What we provide - cuMAC provides a reference design/implementation demonstrating how to:
- Offload complex L2 MAC scheduler algorithms from the CPU to the GPU.
- Implement advanced, compute-intensive scheduling algorithms in CUDA.
- Achieve the real-time performance requirements for the L2 stack.
- Integrate with common RAN L2 stacks (with a reference framework).
Key insights - We view the MAC scheduler as a high-throughput, parallelizable data pipeline rather than a collection of sequential tasks executed solely by CPU cores. In addition, the modular implementation of cuMAC algorithms allows seamless integration with common RAN L2 stacks and facilitates the evolution of MAC scheduler design for next-generation RANs.

Key Features#

Reference scheduling algorithms - Includes clean, well-documented CUDA implementations of:
- Proportional-fairness (PF)-based UE selection algorithms.
- PF-based UE/logical channel sorting per QoS type.
- PF-based PRB allocation algorithms.
- ILLA + OLLA based link adaptation.
- Link adaptation based on deep reinforcement learning (DRL).
- MU-MIMO user grouping/pairing for 64T64R.
- DL beamforming weights computation (zero-forcing).
Real-time performance - The CUDA implementations of cuMAC algorithms are designed to meet the real-time performance requirements for the L2 stack.
Interfacing between L2 stack and GPU - cuMAC-CP serves as the real-time interface for offloading MAC scheduling functions to the GPU.
Joint scheduling across multiple cells - The CUDA implementations are designed for the joint scheduling across multiple cells within a coordinated cell group.
Modular design - Built as a library of modular scheduling algorithms that can be integrated into existing L2 stacks, simulators, or custom testbeds to offload individual MAC scheduling functions to the GPU.
Benchmarking suite - Includes tools to profile, test, and compare the performance of CUDA algorithm implementations against CPU-based equivalents.
Extensible framework - Provides a C++/CUDA framework and API for researchers and engineers to implement and test their own novel MAC scheduling algorithms on the GPU.

Architecture#

The architecture for offloading MAC scheduler functions to the GPU is illustrated in the following figure:

GPU offloading for MAC scheduler functions

The L2 stack host, which contains the MAC scheduler, operates on the CPU.
Compute-intensive MAC scheduling functions are offloaded to the GPU for accelerated processing and improved spectral efficiency.

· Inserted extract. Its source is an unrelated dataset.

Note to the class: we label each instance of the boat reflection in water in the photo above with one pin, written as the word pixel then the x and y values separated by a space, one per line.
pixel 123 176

The cuMAC architecture including the GPU offloading APIs, cuMAC-CP interface, and the CUDA-based MAC scheduling algorithm library is illustrated in the following figure:

../../_images/l2_scheduler_acceleration.png

cuMAC architecture

Aerial Scheduler Acceleration API - A set of APIs provided by cuMAC-CP to interface with the L2 stack host for offloading MAC scheduling functions to the GPU.
cuMAC-CP — The control-plane process that interfaces between the L2 stack host and the MAC scheduling functions running on the GPU.
cuMAC-Sch API - A set of APIs called by cuMAC-CP to launch the CUDA-based MAC scheduling algorithms on the GPU.
cuMAC Algorithm CUDA Library - The library of CUDA implementations with C++ wrappers of the MAC scheduling algorithms.

Installing cuMAC within the cuBB container#

cuMAC is built together with other cuBB components under the cuBB container. Refer to the Installation Guide to complete the installation or upgrade process.